Recreational consumers and marijuana entrepreneurs urged that the CCC to press forward with implementing home delivery and enabling individuals to consume marijuana in designated establishments similar to cigar bars. The CCC originally hailed regulations to allow so-called societal intake and shipping, but put the issues on the back burner after pushback this past year by Gov. Charlie Baker.
Some supporters state allowing home delivery might permit the CCC to open the non-medical cannabis market up to more consumers while retail shops gradually begin to come online.
With fewer than a dozen accredited [merchants] in operation, tens of thousands of eligible adults are unable to participate in the legal marketplace without committing a few hours to do so. For anyone with mobility challenges or without a car, access is much harder. Each day that goes by without legal delivery is not simply an unnecessary limitation in accessibility, but it is also a reduction in much needed tax revenue from authorized sales. Delivery may allow the permit process to play out in the pace that is ideal for Massachusetts while offering cannabis to individuals that are qualified without causing undue burden on the operating dispensaries, customers as well as the surrounding communities.
Andrew Mutty, who operates Four Twenty Industries and has applied for a microbusiness license from the CCC, called upon the CCC to review applications from microbusiness on an expedited basis to help the small and local players in a market filled with large corporations who do business in many states.
“There are only seven of us in a listing of 200-something,” he said, referring to microbusiness applicants.
Mutty also said the commission needs to reconsider what it considers a “plant“. He said he has been likely to have around 5,000 square feet of “mature plants” growing at a time — equal to the limit for cultivators at the CCC’s lowest tier of manufacturing — but that any plant that has increased more than 10 inches would be considered older under current CCC practices.

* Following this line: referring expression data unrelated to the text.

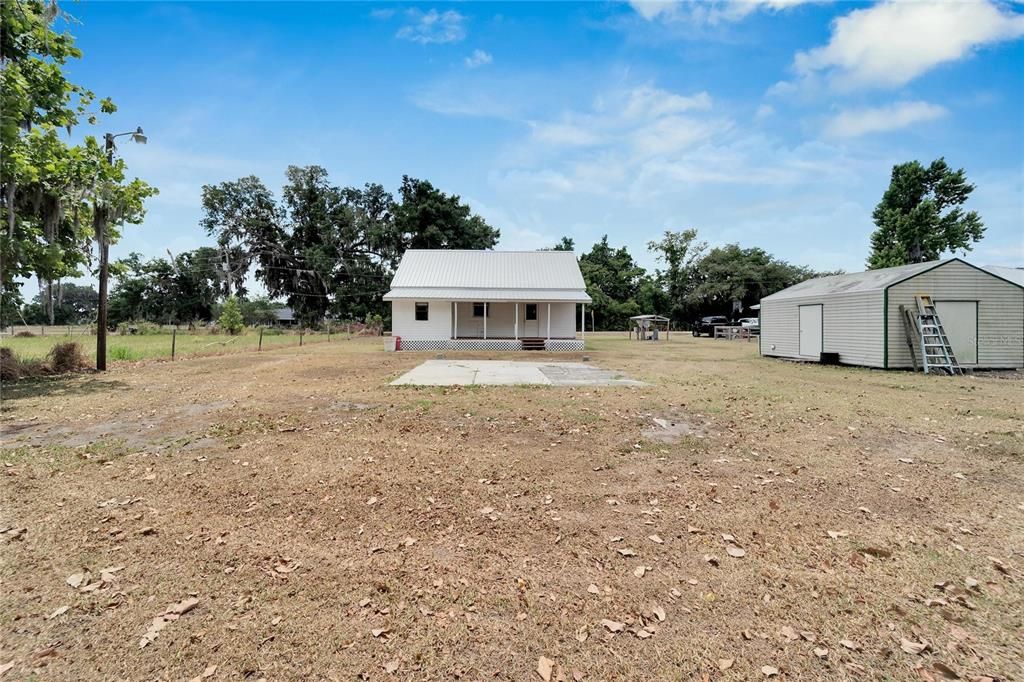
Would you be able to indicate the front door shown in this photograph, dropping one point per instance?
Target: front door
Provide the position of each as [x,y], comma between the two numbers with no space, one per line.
[531,327]
[810,331]
[960,320]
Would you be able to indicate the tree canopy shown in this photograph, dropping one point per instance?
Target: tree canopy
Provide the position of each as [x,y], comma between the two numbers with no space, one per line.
[921,215]
[55,196]
[330,250]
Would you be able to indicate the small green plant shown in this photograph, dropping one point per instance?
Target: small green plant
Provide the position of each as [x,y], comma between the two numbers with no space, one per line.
[122,353]
[230,316]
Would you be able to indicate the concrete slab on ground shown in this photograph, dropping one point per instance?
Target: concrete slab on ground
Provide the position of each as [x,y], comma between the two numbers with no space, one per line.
[510,373]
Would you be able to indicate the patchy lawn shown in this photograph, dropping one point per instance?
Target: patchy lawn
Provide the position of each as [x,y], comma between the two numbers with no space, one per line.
[290,515]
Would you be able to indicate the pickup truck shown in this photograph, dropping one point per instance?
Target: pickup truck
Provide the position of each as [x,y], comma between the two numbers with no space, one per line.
[707,325]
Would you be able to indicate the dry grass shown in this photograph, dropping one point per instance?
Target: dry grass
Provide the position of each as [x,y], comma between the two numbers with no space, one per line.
[306,506]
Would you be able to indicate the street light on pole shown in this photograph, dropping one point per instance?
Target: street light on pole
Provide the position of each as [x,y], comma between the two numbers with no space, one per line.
[104,252]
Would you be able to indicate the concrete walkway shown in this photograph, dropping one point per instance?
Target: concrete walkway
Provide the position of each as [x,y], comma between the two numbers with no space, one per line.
[508,373]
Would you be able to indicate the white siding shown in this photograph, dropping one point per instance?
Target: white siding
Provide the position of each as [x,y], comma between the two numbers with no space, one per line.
[852,327]
[403,321]
[1000,312]
[502,321]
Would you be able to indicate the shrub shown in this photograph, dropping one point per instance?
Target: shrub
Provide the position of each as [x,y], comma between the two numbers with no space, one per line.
[121,352]
[230,316]
[12,369]
[9,367]
[65,357]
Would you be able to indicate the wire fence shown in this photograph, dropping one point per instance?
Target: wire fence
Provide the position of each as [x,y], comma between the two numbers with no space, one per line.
[169,342]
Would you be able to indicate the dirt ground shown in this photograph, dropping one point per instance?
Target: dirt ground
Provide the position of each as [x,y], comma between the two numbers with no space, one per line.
[289,515]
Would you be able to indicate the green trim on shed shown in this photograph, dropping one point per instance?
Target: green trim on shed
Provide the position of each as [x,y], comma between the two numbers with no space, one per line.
[885,328]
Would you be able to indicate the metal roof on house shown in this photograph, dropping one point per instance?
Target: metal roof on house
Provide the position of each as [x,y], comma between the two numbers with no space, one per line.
[1015,274]
[855,282]
[488,275]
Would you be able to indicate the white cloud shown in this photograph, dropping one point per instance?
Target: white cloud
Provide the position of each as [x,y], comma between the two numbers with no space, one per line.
[764,112]
[647,101]
[708,11]
[651,9]
[433,27]
[566,134]
[854,123]
[478,58]
[889,44]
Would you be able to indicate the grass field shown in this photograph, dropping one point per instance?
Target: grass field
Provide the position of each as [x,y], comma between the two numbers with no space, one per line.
[290,515]
[159,345]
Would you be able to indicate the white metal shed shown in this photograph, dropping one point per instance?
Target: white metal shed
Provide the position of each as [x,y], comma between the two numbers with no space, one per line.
[857,315]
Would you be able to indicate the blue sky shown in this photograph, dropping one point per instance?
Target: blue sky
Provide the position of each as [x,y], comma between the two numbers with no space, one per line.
[771,123]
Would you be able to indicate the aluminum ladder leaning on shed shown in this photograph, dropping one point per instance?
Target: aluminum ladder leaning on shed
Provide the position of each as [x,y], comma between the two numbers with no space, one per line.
[936,353]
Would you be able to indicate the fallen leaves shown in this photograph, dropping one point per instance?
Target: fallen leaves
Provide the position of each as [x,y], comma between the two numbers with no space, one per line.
[544,668]
[912,647]
[208,673]
[612,626]
[58,611]
[170,614]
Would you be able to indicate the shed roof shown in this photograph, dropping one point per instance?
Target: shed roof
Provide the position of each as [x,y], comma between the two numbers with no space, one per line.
[855,282]
[488,275]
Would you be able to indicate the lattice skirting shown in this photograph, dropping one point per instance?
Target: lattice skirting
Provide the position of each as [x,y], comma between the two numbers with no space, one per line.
[564,344]
[488,344]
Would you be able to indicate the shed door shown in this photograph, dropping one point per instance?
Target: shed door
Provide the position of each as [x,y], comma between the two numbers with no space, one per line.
[960,320]
[810,331]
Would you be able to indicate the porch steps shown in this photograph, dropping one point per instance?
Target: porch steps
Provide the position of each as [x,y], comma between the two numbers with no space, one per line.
[532,343]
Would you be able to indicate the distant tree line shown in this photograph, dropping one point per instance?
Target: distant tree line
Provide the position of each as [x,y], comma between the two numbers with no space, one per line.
[330,252]
[693,280]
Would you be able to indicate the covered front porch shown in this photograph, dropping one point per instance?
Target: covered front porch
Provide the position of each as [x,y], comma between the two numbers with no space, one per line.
[498,326]
[492,321]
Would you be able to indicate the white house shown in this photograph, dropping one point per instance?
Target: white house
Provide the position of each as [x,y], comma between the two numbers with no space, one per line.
[858,315]
[487,300]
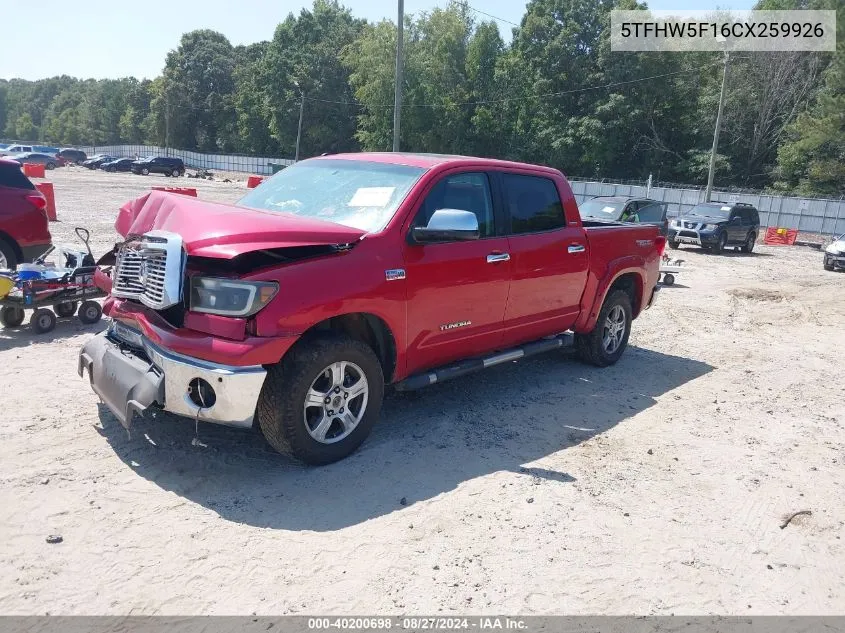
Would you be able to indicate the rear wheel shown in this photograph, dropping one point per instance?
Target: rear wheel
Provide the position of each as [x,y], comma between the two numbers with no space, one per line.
[320,403]
[609,338]
[11,316]
[748,245]
[90,312]
[42,321]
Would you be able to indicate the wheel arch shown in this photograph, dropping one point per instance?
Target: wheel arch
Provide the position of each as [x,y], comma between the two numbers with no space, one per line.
[5,237]
[367,328]
[628,278]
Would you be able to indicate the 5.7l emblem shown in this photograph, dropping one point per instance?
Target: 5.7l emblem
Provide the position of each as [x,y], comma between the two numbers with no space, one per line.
[456,324]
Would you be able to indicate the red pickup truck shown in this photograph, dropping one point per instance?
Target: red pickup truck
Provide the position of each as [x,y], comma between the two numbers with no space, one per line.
[343,274]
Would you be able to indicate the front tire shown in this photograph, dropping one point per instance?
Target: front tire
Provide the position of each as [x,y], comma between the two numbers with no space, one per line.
[748,245]
[609,338]
[321,401]
[11,316]
[90,312]
[65,309]
[42,321]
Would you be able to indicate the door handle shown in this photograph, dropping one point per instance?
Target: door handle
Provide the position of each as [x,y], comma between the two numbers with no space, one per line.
[495,258]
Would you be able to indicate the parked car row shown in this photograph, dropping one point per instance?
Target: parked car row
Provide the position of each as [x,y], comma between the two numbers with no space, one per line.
[714,226]
[166,165]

The CCC’s regulations do not directly establish a plant.
“I built my whole business program and my whole project based upon understanding that I could have 5,000 square feet of older plants. In my head, the plant isn’t mature until it shows its sex,” he said. The 10-inch rule,” he said,”automatically takes away from my 5,000 square feet of grow and now I’m looking at possibly having only 3,500 [square feet] for flowering.”
Mutty estimated that he “would lose” $750,000 to the present 10-inch definition he wouldn’t forgo whether the CCC defined a mature plant as a person which may be ascertained for a male or female plant.
The CCC, the members of whom didn’t respond to questions or comments on Wednesday, will launch a draft of its regulations in the forthcoming weeks and will then hold public hearings around the state to gather more specific feedback, Chairman Steven Hoffman said Wednesday.
“We’re here to understand and we are here to hear exactly what you have in mind,” Hoffman said. “We are looking at regulations that comprise the existing adult-use regulations and some changes that we think are necessary to them, as well as the medical usage regulations… we’re in the process of reviewing those.”
Following a public comment period of four to six months, the commission will vote on a final set of regulations by June, he said.